1924 film by Hobart Henley

So This Is Marriage is a lost 1924 American silent drama film directed by Hobart Henley. The film was originally released with sequences filmed in the Technicolor 2-color process that depicted the story of David and Bathsheba from the Book of Samuel.

==Plot==
As described in a review in a film magazine, after their engagement, where he dreams of wealth and power, a big house full of boys, and she of clothes, Peter Marsh (Nagel) marries Beth (Boardman) and their troubles begin.

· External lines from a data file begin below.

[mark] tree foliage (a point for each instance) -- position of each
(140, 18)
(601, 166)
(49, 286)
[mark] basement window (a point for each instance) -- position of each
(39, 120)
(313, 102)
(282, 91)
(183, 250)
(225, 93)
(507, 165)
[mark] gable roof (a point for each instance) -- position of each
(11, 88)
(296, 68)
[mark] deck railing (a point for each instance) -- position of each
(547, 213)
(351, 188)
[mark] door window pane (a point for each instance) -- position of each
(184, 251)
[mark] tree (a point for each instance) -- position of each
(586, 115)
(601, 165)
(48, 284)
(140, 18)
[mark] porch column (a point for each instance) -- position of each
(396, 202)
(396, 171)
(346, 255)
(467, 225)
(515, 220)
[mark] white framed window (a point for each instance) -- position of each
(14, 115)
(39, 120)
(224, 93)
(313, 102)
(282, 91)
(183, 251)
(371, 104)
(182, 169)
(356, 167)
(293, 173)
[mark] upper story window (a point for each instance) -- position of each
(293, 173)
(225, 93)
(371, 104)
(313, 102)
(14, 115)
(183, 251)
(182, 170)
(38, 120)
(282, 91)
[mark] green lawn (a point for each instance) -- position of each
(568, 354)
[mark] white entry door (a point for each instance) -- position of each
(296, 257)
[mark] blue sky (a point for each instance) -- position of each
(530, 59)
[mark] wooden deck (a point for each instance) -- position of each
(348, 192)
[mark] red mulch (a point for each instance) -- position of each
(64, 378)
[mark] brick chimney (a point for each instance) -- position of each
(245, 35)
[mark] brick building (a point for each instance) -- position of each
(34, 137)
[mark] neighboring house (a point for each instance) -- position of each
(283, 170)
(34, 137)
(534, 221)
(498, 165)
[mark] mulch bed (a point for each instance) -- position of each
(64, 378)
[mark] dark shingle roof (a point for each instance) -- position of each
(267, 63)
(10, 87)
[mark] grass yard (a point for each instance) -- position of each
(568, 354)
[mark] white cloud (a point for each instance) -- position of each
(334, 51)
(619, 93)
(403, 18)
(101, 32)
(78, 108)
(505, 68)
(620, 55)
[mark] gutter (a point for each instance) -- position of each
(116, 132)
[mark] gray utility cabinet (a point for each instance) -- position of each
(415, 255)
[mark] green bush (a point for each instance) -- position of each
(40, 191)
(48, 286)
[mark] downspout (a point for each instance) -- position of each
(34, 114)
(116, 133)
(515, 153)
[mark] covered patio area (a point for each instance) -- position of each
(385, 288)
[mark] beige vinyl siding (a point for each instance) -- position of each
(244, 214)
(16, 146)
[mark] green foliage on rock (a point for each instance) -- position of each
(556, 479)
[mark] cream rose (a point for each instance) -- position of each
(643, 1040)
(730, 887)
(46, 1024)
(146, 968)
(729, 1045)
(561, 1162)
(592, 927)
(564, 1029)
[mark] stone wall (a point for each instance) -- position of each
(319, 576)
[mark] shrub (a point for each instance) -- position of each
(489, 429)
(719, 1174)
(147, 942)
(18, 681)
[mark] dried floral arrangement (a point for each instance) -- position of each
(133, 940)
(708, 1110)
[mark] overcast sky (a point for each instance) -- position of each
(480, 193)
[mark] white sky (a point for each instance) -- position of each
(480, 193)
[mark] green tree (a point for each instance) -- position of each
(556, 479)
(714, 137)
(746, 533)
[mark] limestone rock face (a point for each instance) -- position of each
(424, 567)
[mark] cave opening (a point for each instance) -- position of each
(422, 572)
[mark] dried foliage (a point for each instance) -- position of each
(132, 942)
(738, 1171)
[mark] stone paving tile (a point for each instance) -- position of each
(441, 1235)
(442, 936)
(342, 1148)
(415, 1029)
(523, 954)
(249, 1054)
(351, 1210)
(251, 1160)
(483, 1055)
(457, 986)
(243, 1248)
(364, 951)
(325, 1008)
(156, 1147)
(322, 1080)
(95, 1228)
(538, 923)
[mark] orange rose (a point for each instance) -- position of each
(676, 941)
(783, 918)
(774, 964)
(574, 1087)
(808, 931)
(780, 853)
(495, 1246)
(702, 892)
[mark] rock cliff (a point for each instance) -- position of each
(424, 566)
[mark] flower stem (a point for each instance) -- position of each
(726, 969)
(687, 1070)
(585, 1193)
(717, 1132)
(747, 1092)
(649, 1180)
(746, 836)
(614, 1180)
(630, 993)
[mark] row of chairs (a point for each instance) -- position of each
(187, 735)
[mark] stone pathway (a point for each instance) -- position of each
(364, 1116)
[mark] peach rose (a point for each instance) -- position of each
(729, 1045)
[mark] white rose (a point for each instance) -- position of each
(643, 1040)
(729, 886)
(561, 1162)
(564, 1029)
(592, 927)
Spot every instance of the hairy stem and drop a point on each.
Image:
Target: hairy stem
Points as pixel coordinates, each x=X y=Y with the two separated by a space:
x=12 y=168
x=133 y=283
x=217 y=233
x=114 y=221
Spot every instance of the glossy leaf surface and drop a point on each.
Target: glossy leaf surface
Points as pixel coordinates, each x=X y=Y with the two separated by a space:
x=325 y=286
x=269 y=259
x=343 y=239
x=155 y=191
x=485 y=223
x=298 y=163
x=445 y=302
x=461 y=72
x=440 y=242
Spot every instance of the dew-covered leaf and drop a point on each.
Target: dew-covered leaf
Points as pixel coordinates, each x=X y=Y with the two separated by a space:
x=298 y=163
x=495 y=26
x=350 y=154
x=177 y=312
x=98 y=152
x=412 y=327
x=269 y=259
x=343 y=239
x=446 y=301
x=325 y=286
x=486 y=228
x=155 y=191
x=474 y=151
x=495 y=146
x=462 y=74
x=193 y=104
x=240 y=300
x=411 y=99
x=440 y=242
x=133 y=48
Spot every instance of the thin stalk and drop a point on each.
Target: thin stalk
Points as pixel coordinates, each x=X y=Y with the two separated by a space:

Beth is extravagant and Peter becomes irritated and they have frequent rows. Peter prospers in business yet has a hard time meeting their bills. Rankin (Cody), a connoisseur of women, sees Beth and frames-up an accident to her car so he can come to her assistance. Finally, he invites her to a dance and Peter, who has chided her regarding this acquaintance as he sees how Rankin is endeavoring to win his wife, orders her not to go. She goes anyway and they have a terrible row. Beth leaves and goes to Rankin who, finding that she still loves her husband, tells her the story of the woe that befell King David (Oland) and Bathsheba (Scott) because of their forbidden love. Beth sees the point and goes back to her husband and baby, while Rankin prepares for other conquests.

==Preservation==
With no copies or prints of So This Is Marriage located in any film archives, it is a lost film. The last known copy of this film was destroyed in the 1965 MGM vault fire.